Abstract:
A design-point thermodynamic model of the Brayton-cycle gas-turbine
under assumptions of perfect chemical equilibrium is described.
This approach is novel to the best knowledge of the author.
The model uniquely derives an optimum work balance between power
turbine and nozzle as a function of flight conditions and propulsor
efficiency.
The model may easily be expanded to allow analysis and comparison of
arbitrary cycles using any combination of fuel and oxidizer.

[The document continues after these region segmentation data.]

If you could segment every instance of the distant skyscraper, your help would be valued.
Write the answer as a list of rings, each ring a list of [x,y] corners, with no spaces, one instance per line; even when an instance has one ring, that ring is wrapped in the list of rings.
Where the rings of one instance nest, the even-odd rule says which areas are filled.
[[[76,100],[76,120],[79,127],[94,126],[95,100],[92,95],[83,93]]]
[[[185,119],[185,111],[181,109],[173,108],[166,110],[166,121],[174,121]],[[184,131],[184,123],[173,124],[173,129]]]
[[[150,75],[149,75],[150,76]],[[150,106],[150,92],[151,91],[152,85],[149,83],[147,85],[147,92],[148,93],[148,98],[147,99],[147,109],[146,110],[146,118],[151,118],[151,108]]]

The model allows the consideration of engines under a variety of
conditions, from sea level/static to >20 km altitude and flight Mach
numbers greater than 4.
Isentropic or polytropic turbomachinery component efficiency standards
may be used independently for compressor, gas generator turbine and
power turbine.
With a methodology based on the paper by M.V. Casey, “Accounting
for losses” (2007), and using Bridgman’s partial differentials , the
model uniquely describes the properties of a gas turbine solely by
reference to the properties of the gas mixture passing through the
engine.
Turbine cooling is modelled using a method put forward by Kurzke.
Turboshaft, turboprop, separate exhaust turbofan and turbojet engines
may be modelled. Where applicable, optimisation of the power turbine
and exhaust nozzle work split for flight conditions and component
performances is automatically undertaken.
The model is implemented via a VB.net code, which calculates
thermodynamic states and controls the NASA CEA code for the
calculation of thermodynamic properties at those states. Microsoft
Excel® is used as a graphical user interface.
It is explained that comprehensive design-point cycle analysis may
allow novel approaches to off-design analysis, including engine health
management, and that further development may allow the automation of
cycle design, possibly leading to the discovery of opportunities for
novel cycles.